Fin dalle prime battute dell’incontro, Casa Abis sceglie di lasciare spazio ai ragazzi, invitandoli a porre domande e ad affrontare insieme i temi centrali del workshop. Tra gli argomenti più sentiti emerge subito il rapporto tra social media e teatro. «Noi veniamo dalle accademie classiche di recitazione. All’inizio il passaggio ai social fu visto da molti colleghi come una scelta denigratoria per il nostro settore; per noi, invece, rappresentava un’opportunità. La verità è che qualsiasi mezzo può farti perdere credibilità se non viene utilizzato nel modo giusto».

Un altro tema inevitabile è quello degli haters. A questo proposito, la coppia risponde: «Per affrontare emotivamente gli haters devi chiederti, prima di tutto, se ti senti bene con te stesso nel pubblicare quel video.
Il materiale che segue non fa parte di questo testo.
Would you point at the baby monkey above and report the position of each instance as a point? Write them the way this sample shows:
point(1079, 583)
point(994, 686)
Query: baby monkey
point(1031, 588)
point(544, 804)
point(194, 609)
Se la risposta è sì, allora non devi sentirti in difetto».

Sposati da quattro anni, Stella e Gabriele raccontano anche come i personaggi che interpretano non influenzino negativamente la loro vita privata. «Grazie a loro abbiamo ormai esorcizzato le nostre litigate: facciamo persino fatica a litigare seriamente. I nostri personaggi, pur essendo simili a noi perché convivono e sono sposati, caratterialmente sono il nostro opposto. Quando prepariamo le scene ne parliamo sempre in terza persona».
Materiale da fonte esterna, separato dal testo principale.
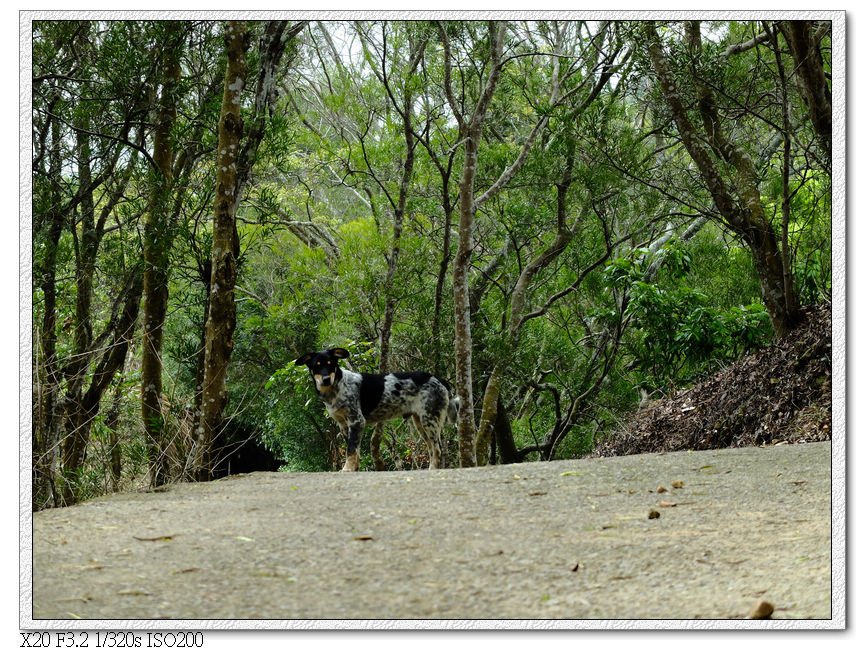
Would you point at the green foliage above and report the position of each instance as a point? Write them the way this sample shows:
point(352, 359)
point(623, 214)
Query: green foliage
point(677, 333)
point(316, 224)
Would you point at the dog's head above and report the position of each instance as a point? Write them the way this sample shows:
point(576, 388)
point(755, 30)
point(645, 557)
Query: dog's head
point(324, 367)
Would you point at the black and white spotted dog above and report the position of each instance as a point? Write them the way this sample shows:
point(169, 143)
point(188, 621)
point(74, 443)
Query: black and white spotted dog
point(354, 399)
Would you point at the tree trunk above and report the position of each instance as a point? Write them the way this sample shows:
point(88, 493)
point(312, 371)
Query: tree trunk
point(742, 213)
point(235, 157)
point(470, 132)
point(221, 318)
point(47, 388)
point(804, 41)
point(462, 307)
point(82, 407)
point(158, 240)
Le domande dei ragazzi non si concentrano soltanto sul mondo dei social, ma toccano anche paure personali, come l’ansia di sbagliare. Stella racconta quanto il timore dell’errore abbia segnato la sua adolescenza: «Da ragazza odiavo sbagliare, ne ero terrorizzata. Per fortuna questo lavoro mi ha insegnato ad amare l’errore, perché è proprio dallo sbaglio che nasce l’arte. Per raggiungere ciò che sembra impossibile bisogna imparare dai propri errori».

In chiusura del workshop, la coppia riflette sul valore della complementarità nel loro rapporto, sia personale che professionale. «Stella mi ha insegnato la pragmaticità. Io parto sempre con tantissime idee, ma faccio fatica a portarle fino in fondo; lei mi aiuta a trasformarle in qualcosa di concreto». Stella conclude: «Gabriele mi ha aiutata a demolire tutti i costrutti che avevo su me stessa, a non prendermi troppo sul serio e a cercare sempre di migliorarmi ogni giorno».